I couldn't find the question on the website.
I need to determine the integral $\lim_{n\rightarrow \infty }\int_{\left[ 0,1\right] }f_{n}d\mu $, if it exists, where $\mu $ is the Lebesgue measure and $$ f_{n}=\frac{\sin \left( \left( x+\frac{1}{n}\right) ^{2}\right) -\sin \left( \left( x-\frac{1}{n}\right) ^{2}\right) }{\sin \frac{1}{n}} $$ Now I can see that $$\frac{\sin \left( \left( x+\frac{1}{n}\right) ^{2}\right) -\sin \left( \left( x-\frac{1}{n}\right) ^{2}\right) }{\sin \frac{1}{n}}=\frac{\sin \left( \left( x+\frac{1}{n}\right) ^{2}\right) -\sin \left( \left( x-\frac{1}{n}\right) ^{2}\right) }{\frac{2}{n}}2\frac{\frac{1}{n}}{\sin \frac{1}{n}}$$ and using the fact that $g^{\prime }\left( x\right) =\lim_{h\rightarrow 0}\frac{g\left( x+h\right) -g\left( x-h\right) }{2h}$ for $g\left( x\right) =\sin \left( x^{2}\right) $ and that $\frac{\frac{1}{n}}{\sin \frac{1}{n}}\longrightarrow 1$, we conclude that $f_{n}\longrightarrow 4x\cos x^{2}$ but I am having trouble moving the limit under the integral sign. What I think is that, since this sequence of functions converges pointwise, they must be bounded by a finite function $% m\left( x\right) $, which is Lebesgue integrable and then we can apply the DCT. Is this okay? I tried to show that convergence is uniform but my hand wouldn't move.

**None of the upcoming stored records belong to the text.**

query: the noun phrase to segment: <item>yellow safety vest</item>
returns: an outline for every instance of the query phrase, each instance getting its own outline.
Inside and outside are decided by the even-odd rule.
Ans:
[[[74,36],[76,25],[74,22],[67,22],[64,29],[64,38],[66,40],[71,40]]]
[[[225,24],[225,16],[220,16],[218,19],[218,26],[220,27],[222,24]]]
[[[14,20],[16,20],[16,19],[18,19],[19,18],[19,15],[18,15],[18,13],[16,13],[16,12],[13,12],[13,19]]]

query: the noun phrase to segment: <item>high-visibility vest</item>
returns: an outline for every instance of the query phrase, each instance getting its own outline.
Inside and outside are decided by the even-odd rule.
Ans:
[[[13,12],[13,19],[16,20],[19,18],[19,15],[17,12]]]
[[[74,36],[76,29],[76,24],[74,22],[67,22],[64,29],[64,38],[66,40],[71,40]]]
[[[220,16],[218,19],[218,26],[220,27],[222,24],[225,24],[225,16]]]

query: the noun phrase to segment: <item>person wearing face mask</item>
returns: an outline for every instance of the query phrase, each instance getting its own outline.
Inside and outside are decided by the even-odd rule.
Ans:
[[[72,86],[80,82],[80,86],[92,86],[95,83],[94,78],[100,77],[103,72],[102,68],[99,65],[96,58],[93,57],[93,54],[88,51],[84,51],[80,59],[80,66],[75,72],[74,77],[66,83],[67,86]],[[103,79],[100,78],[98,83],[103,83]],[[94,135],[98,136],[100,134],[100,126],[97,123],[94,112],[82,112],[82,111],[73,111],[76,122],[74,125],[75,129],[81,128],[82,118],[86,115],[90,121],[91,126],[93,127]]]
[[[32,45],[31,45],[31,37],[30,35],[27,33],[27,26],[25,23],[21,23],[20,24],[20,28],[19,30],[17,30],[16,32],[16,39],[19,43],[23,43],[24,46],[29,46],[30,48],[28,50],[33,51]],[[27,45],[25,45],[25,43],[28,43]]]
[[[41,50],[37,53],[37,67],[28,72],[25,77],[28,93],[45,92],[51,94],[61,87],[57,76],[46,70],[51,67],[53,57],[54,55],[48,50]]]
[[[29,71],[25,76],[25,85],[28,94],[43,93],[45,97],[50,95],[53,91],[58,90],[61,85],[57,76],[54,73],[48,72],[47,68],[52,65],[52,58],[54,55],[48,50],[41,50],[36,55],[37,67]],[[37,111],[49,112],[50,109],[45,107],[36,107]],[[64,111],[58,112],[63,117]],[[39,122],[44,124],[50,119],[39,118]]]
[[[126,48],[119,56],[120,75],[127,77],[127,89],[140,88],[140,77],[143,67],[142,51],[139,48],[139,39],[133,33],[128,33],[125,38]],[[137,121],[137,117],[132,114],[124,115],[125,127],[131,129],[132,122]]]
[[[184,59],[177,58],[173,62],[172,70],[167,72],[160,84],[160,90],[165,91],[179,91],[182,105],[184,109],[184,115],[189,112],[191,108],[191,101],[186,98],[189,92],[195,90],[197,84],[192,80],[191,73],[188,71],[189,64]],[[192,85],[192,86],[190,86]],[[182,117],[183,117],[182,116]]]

In general, pointwise convergence of $f_n$ does not imply the existence of dominating functions. But in this case it is easy.
Note
\begin{align} \frac{g(x+h) - g(x-h)}{2h} &= \frac 12 \frac{g(x+h) - g(x)}{h} + \frac 12 \frac{g(x) - g(x-h)}{h}\\ &= \frac{1}{2} (g'(x_1) +g'(x_2)) \end{align}
by the Mean Value Theorem. Since $|g'|\le 2$ on $[0,1]$, we see that $|f_n|\le 8$ when $n$ is large enough. Thus you can apply Dominate Convergence Theorem.